El Bison saco un plato suplementario del aparador y lo colocó en la mesa, en el sitio que anteriormente había ocupado el Mayor. Éste se dejaba servir habitualmente y, contra la costumbre, no les cogía ojeriza a quienes de él se ocupaban.

– El asunto es el siguiente -dijo de repente-. ¿Dónde pensáis ir de vacaciones?

– A la orilla del mar -contestó el Bison-. Quiero conocerlo antes de morir.

– Me parece muy bien -concedió el Mayor-. Me compro un coche y os llevo a Saint-Jean-de-Luz.

– ¡Alto ahí! -le paró el Bison-. ¿Tienes tela?

– ¡Naturalmente que sí! -aseguró el Mayor-. Digamos que la tendré. No te preocupes por eso.

– ¿Y sitio para alojarte?

– ¡Naturalmente que también! -continuó el Mayor-. Mi abuela, que ya murió, tenía un apartamento, y mi padre lo conservó.

Tras algunos segundos de duda, pues no había entendido bien si el Mayor había usado o o a en el pronombre, el Bison optó por pensar que lo conservado era el apartamento, y no la abuela.

La pasta seguía creciendo en el agua hirviente, y ya iba por la tercera vez que la Bisonne separaba la cacerola del fuego para tirar el sobrante a la basura.

– De acuerdo -dijo finalmente el Bison-. Pero me imagino que dispondrás de gasolina.
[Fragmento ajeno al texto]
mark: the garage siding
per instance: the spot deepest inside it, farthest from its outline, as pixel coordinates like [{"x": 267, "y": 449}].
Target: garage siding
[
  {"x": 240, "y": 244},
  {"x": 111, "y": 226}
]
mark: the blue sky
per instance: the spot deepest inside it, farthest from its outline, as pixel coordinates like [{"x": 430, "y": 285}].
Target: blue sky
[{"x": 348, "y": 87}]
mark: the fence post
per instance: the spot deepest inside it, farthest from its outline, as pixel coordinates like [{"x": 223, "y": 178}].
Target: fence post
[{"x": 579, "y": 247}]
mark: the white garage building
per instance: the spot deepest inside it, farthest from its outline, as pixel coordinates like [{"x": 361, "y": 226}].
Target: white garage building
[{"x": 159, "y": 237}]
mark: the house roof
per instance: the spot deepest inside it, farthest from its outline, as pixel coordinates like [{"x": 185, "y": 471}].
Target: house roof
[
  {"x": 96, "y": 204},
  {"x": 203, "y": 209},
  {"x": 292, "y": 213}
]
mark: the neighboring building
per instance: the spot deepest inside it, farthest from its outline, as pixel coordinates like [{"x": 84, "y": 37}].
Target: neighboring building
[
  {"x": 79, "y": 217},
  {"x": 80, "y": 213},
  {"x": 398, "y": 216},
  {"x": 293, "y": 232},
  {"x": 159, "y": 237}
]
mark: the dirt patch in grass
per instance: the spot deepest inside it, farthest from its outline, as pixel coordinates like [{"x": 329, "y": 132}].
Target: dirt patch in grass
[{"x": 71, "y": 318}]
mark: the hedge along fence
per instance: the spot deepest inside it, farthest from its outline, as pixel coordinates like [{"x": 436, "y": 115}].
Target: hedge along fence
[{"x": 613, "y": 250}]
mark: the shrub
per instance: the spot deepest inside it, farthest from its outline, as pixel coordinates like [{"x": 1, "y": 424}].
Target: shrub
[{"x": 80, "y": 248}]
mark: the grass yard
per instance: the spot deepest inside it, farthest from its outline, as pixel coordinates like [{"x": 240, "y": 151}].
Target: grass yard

Porque ¿sabes? Suele resultar de utilidad cuando se trata de coches.

– Encontraré la necesaria -aseguró el Mayor-. Con un salvoconducto en regla se consiguen fácilmente bonos de gasolina.

– Sin duda -concedió el Bison-. ¿Pero conoces a alguien en la Prefectura que te pueda facilitar una autorización?

– No -reconoció el Mayor-. ¿Y vosotros? ¿Conocéis a alguien?

– Ahí es donde querías venir a parar ¿eh?

El Bison miraba a su interlocutor con un ojo entornado y reprobador.

– Os advierto -interfirió su esposa- que si no nos comemos pronto esa pasta, tendremos que cambiar de habitación. Dentro de un momento no cabremos aquí.

Sin necesidad de más advertencia, los cuatro se abalanzaron sobre el guiso, pensando, encantados, en los ascos que antaño hacían los alemanes ante la mantequilla de Normandía y las salchichas de tocino.